GINGER SCALLION FRIED RICE
Serves 4
Inspired by Saffron Lane
4 tablespoons toasted sesame oil, divided
6 green onions (scallions), whites and dark greens separated, sliced
1 medium carrot, julienned
1/2 cup shelled edamame
3 tablespoons minced ginger
2 garlic cloves, minced
4 ounces shiitake mushrooms, thinly sliced
2 medium eggs, beaten
3 cups cold, cooked long-grain brown rice
5 tablespoons low-sodium tamari or soy sauce
1 cup cooked, shredded chicken or tofu (dark meat is better if using chicken)

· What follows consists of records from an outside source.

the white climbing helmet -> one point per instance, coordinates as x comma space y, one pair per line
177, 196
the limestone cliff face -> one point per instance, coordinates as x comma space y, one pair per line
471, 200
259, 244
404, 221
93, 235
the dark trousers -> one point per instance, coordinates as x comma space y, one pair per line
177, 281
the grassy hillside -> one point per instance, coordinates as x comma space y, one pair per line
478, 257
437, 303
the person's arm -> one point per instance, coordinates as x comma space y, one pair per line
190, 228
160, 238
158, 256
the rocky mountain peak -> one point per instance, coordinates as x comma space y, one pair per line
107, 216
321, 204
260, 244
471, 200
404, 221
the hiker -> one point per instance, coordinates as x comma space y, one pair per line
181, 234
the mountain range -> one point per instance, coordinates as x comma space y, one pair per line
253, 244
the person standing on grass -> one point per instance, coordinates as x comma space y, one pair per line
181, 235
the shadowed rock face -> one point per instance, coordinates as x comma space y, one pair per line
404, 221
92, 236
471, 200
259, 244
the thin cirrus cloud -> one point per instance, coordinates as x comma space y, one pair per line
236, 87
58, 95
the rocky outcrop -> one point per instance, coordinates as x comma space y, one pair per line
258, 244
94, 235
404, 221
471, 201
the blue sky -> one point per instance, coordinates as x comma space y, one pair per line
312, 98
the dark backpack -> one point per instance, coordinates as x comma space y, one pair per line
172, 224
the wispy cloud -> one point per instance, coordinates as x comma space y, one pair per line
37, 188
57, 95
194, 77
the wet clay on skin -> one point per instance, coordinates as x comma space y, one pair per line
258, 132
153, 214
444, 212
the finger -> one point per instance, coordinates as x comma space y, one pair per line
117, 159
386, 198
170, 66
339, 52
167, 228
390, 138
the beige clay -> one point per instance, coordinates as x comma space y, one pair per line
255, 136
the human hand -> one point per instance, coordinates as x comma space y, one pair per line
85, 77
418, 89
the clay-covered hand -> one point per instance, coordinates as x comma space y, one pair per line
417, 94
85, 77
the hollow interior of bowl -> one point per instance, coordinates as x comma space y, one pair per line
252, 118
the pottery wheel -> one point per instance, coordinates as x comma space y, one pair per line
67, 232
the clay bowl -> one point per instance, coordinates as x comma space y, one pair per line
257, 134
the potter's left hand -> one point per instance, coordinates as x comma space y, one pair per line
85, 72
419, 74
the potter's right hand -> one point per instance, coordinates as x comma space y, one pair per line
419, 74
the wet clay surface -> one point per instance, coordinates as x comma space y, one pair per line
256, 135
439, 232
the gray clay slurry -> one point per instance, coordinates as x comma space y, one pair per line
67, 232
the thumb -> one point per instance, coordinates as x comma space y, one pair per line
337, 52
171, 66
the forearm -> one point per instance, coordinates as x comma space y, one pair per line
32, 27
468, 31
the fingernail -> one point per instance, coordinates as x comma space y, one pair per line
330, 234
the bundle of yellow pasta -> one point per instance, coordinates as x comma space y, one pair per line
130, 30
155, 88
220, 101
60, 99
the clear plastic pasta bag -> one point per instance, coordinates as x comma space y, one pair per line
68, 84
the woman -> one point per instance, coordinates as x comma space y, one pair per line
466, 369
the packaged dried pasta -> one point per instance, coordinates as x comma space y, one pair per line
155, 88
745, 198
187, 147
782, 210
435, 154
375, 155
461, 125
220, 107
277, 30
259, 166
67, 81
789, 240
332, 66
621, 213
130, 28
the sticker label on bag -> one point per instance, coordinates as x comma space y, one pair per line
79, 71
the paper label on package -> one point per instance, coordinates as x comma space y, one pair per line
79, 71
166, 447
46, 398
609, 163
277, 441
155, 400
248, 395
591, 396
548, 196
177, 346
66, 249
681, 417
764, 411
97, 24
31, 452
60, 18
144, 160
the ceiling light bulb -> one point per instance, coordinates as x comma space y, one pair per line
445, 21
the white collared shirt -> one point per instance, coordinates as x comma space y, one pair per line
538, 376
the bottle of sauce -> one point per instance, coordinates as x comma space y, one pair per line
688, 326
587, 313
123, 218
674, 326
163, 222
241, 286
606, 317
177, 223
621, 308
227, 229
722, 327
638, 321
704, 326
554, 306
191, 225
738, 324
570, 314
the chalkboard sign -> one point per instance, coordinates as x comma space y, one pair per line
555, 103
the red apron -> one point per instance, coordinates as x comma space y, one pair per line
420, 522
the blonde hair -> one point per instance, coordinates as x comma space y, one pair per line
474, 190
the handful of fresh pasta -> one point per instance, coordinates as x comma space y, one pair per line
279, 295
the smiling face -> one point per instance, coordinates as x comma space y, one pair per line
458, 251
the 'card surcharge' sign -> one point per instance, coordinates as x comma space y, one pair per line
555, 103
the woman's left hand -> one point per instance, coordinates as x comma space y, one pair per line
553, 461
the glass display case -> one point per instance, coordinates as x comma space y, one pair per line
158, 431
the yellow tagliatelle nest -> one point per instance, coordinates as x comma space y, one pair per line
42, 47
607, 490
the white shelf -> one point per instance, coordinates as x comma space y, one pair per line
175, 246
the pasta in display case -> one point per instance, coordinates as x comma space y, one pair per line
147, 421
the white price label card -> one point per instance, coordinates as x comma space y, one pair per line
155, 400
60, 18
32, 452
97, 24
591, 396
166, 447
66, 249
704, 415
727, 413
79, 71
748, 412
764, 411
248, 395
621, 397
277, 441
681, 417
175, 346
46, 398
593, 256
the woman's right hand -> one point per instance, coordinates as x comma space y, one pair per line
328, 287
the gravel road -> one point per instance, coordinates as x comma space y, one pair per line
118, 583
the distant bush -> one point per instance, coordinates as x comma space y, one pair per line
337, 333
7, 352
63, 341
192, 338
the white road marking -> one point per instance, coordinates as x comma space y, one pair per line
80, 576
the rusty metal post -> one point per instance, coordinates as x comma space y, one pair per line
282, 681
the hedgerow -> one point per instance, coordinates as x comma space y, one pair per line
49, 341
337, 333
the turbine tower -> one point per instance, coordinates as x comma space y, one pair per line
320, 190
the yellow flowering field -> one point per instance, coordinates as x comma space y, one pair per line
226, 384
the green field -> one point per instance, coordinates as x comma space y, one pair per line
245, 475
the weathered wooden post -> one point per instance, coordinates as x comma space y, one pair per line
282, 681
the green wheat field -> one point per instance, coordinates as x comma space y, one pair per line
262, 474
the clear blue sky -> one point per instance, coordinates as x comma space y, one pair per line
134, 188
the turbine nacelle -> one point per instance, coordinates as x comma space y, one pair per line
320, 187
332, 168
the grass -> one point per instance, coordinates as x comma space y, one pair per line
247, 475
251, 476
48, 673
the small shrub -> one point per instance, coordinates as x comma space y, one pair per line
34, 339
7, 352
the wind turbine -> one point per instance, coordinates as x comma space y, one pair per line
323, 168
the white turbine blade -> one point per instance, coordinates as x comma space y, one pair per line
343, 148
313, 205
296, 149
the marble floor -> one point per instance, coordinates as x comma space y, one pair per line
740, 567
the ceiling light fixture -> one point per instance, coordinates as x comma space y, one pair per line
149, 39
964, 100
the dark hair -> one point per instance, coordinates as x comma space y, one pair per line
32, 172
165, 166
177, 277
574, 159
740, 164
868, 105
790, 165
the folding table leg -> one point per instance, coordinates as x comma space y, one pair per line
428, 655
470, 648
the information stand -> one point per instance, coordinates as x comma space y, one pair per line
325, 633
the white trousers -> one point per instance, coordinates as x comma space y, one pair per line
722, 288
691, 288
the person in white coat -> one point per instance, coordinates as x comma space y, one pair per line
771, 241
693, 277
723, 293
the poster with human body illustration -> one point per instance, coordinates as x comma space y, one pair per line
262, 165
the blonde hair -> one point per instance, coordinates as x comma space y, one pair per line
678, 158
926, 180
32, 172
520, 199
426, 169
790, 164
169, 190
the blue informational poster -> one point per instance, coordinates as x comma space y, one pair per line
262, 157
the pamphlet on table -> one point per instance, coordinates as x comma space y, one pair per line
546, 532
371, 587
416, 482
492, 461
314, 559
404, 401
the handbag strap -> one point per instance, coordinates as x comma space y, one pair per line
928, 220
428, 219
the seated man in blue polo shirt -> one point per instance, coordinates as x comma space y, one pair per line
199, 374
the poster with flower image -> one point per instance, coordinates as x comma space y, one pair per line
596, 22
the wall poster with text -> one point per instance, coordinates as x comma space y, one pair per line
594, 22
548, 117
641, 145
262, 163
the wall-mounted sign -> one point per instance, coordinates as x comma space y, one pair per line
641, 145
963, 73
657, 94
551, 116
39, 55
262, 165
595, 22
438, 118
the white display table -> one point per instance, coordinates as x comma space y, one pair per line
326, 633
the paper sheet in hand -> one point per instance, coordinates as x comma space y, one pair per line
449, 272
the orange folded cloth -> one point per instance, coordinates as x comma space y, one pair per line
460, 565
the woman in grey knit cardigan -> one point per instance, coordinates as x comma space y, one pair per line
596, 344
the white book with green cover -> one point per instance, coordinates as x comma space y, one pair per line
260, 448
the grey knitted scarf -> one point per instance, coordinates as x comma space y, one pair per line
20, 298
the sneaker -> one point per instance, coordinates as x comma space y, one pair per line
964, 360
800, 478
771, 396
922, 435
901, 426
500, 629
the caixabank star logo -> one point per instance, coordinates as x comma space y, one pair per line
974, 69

freshly cracked black pepper
Heat a large skillet or wok over a medium flame. When hot, add two teaspoons of the sesame oil. Add the white and pale green parts of the green onions and stir. After about a minute, add the carrots, edamame, ginger and garlic and stir to combine. Saute, stirring occasionally, for about five minutes. Remove from heat and set aside.
Add another teaspoon of oil to the same skillet. Add the mushrooms and saute until soft, stirring occasionally, about five minutes. Remove from heat and set aside.
Now increase the heat to medium high. Add another tablespoon of oil. When the oil starts to smoke, add the whisked eggs and let them fan out into a thin layer. Stir eggs as you would to make a scramble. When just cooked, remove and set aside.
Add the remaining two tablespoons of sesame oil and the three cups of rice. Spread the rice in a thin layer in the pan and let cook, stirring a little. Grind some black pepper over the rice now.
After about five minutes, add the tamari or soy sauce. Stir thoroughly to combine. Add the carrot, green onion and edamame mixture, the mushrooms, the scrambled eggs and the chicken and continue to saute and stir until hot, about five minutes.
Turn off heat. Add half of the diced dark green ends of the scallions and stir.
Scoop into bowls and garnish with the remaining diced green onions. Season with sea salt if desired.